Las recordaba a la perfección. Se las había dicho con tristeza a uno de sus compañeros cuando él bromeó sobre qué sería lo que cada uno de todos ellos, del equipo al que él mismo había sido asignado, pondría en su lápida a modo de epitafio si las cosas acababan ocurriendo tal y como se temía.

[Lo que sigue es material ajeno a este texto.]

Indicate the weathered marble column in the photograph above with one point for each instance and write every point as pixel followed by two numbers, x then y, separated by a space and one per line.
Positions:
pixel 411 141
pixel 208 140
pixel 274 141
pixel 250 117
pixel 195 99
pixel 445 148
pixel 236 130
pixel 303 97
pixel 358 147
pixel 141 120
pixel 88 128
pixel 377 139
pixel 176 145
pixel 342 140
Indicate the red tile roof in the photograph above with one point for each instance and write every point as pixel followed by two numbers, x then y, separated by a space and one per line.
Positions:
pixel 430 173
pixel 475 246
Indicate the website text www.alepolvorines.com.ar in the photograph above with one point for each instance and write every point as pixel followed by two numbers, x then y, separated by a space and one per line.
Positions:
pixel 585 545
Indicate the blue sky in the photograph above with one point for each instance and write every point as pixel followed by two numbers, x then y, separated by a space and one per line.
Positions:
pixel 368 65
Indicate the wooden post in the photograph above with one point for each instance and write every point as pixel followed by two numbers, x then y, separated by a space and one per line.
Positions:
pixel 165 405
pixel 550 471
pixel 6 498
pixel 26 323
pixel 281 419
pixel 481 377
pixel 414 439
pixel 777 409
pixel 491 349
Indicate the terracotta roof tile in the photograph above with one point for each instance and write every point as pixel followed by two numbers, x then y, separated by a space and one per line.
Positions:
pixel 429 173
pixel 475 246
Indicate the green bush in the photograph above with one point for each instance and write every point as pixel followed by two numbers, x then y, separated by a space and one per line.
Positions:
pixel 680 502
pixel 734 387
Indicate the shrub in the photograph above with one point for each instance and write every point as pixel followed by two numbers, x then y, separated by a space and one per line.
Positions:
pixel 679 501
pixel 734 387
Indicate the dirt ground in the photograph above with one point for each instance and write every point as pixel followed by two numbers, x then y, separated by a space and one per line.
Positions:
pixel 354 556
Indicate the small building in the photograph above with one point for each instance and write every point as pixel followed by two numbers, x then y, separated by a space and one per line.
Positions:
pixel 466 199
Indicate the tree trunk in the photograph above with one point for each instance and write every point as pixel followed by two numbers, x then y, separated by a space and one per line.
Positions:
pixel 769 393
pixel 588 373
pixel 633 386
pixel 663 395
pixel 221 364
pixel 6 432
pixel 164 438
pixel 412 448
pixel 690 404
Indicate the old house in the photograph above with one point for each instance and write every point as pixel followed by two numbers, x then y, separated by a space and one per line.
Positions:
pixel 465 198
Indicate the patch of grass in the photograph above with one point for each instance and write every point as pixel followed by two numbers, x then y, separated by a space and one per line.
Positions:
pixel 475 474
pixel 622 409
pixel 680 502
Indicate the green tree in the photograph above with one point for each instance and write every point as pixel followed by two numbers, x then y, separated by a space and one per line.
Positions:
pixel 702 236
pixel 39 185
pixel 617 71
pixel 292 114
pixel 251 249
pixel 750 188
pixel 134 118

De los cinco agentes que habían sido asignados a aquella misión, tan sólo habían sobrevivido dos: uno de sus compañeros y él mismo. Quien hizo semejante pregunta, fue enterrado unos días después. Y en su lápida se realizó la inscripción que él mismo había deseado; el propio Leon se encargó de hacerla saber a sus padres como última voluntad del fallecido.

Y ahora, Claire le venía con esas...

No sabía porqué ella tenía ese sueño. Tampoco le había especificado desde cuándo, exactamente, lo estaba sufriendo. Lo que sí sabía, a la perfección, era el nombre de la mujer a quien estaban destinadas aquellas palabras.

Furioso consigo mismo, cogió su móvil y buscó el número de teléfono que un día antes había grabado identificándolo como el teléfono personal de Claire Redfield. No iba a llamarla. No tenía qué decirle, excepto lo que estaba a punto de escribir.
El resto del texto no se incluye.